俺は過去を遡って必死に思い出す。アレはそうだ、確か俺が絵描き始めた頃に参考資料として色々なコスプレ衣装を買い込んだのだ。でも結局使わなくなってクローゼットの奥の方にしまった。随分前の事だったので完全に忘れていたぜ……。
「いや、えーと、これには深い事情があるんすよ」
「ほうほう。紆余曲折して女性服に目覚めたのね」
「違いますよ。まぁ簡単に言うと資料みたいなもんですから。先輩が思ってるような使い方はしてないっすよ」
「えー、つまんなーい。

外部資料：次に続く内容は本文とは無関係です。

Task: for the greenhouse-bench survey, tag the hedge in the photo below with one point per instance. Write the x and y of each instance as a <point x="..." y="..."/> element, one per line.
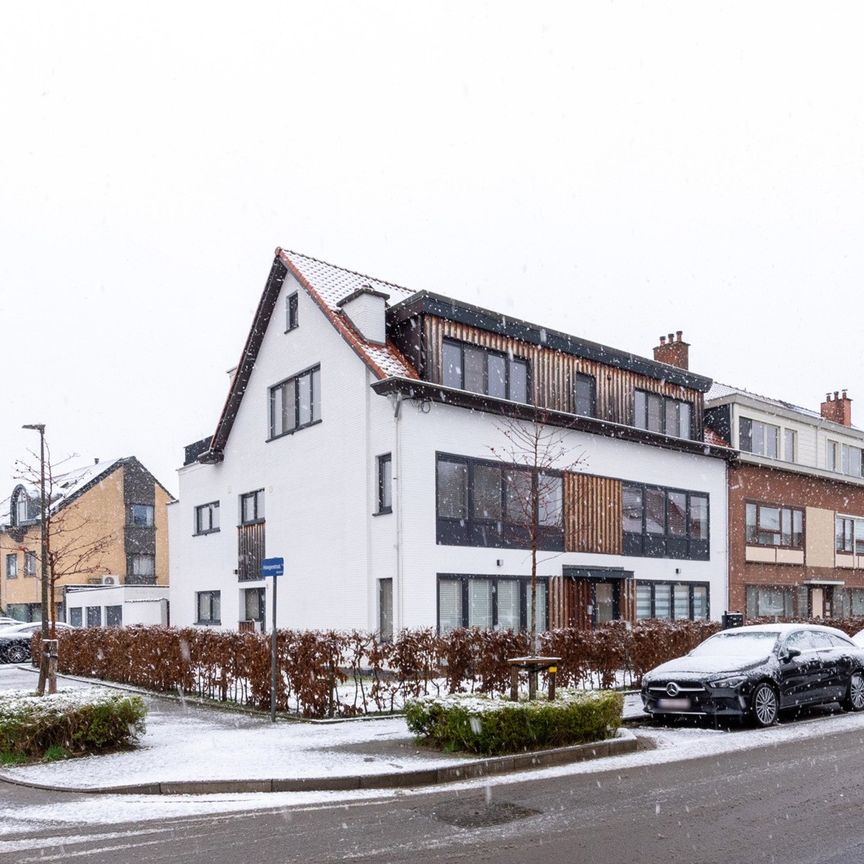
<point x="73" y="722"/>
<point x="335" y="673"/>
<point x="493" y="726"/>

でもこれ未使用だよね? 立花君のお望みながら私がこれ着てあげよっか?」
「え?」
いやそれはヤバいだろ。ただでさえスタイルが良い藤原先輩があんな露出の高いものを着たら確実にエロいし可愛いに違いない。。俺はひっそりと頭の中で想像をしてみる。
うん、実に素晴らしいな……。
「嘘嘘、流石に今のは冗談だよ」
苦笑しながら藤原先輩がそう口にした。。
ですよねー。まぁ知ってましたよ、そんな美味しい展開なんて無いって事ぐらい。
「にしてもバニー服以外にも、スク水とか体操服もあるねぇ。本当にエッチだなぁ立花君は。このむっつりめっ!」
「だから誤解っすよ」
これに関しては後でちゃんと説明したほうが良さそうだ。
ひとまず俺はこれ以上弱みを握られるわけにもいかなかったので、強制的にクローゼットを閉じることにした。藤原先輩はえ~、まだ全部漁ってないのにーなどと愚痴をこぼしていた。